Но сей бесчеловечный командир отказал в моей просьбе и распорядился, чтобы я остался в помещении, предназначенном для помощников лекаря, либо согласился лечь в госпиталь, где зловоние и духота были еще нестерпимее, чем в нашей каюте.

Может быть, всякий другой на моем месте покорился бы своей участи и умер в отчаянии, но мне несносна была мысль о столь жалкой гибели, после того как я благополучно выдержал столько штормов по воле жестокой судьбы. Поэтому, невзирая на предписание Оукема, я уговорил солдат, чьим добрым расположением заручился, повесить между их койками мою, и уже радовался таким удобствам, но Крэмпли, узнав об этом, тотчас же уведомил капитана о нарушении мною приказа и был облечен властью снова отправить меня в предоставленное мне помещение.

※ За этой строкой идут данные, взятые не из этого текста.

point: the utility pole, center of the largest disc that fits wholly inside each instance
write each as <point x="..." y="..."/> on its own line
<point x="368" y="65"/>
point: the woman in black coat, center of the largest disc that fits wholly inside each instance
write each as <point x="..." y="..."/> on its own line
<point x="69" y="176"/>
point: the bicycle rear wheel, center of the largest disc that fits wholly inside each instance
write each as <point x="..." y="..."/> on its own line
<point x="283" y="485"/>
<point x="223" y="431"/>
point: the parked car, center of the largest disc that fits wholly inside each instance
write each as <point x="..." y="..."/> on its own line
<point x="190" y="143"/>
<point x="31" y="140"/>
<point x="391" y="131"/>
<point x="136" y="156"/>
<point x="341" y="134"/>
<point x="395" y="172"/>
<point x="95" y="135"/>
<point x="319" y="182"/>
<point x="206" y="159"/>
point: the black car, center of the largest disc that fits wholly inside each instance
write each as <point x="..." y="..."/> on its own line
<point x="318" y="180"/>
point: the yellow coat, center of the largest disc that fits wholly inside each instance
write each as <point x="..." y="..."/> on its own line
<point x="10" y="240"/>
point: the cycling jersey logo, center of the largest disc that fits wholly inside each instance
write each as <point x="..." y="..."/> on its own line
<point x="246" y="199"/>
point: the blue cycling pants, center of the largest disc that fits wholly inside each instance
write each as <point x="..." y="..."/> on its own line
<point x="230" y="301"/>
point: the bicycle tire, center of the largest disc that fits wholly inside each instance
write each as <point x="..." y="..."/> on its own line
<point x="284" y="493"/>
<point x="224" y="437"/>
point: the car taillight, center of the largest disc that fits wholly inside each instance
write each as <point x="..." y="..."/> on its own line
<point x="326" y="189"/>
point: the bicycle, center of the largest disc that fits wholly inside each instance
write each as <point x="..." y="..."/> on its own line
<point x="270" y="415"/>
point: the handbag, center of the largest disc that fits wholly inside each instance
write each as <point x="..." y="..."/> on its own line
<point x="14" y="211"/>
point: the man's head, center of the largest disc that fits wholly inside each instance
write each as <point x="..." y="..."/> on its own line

Такая зверская месть столь возмутила меня, что я, отчаянно ругаясь, поклялся призвать его к ответу, если это будет в моей власти, а волнение и возбуждение значительно усилили мою лихорадку.

Когда я лежал, задыхаясь, в этой преисподней, меня навестил сержант, которому я вправил кости и залечил нос, разбитый осколком во время нашего последнего боя. Узнав о моем положении, он предложил мне воспользоваться его каютой, которая была отгорожена парусиной, находилась на средней палубе и хорошо проветривалась благодаря открытому пушечному порту. Я с радостью принял это приглашение и тотчас же был переведен в его каюту, где, пока длилась моя болезнь, за мной ухаживал с величайшей нежностью и заботливостью этот благодарный алебардщик, которому до конца нашего плавания не оставалось другого места для постели, кроме курятника. Здесь я лежал, наслаждаясь бризом, но, несмотря на это, недуг все усиливался и, наконец, стал угрожать моей жизни, хотя я не терял надежды на выздоровление даже тогда, когда мне приходилось с горестью видеть из окна каюты, как бросают ежедневно за борт по шесть, по семь человек, умерших от той же болезни.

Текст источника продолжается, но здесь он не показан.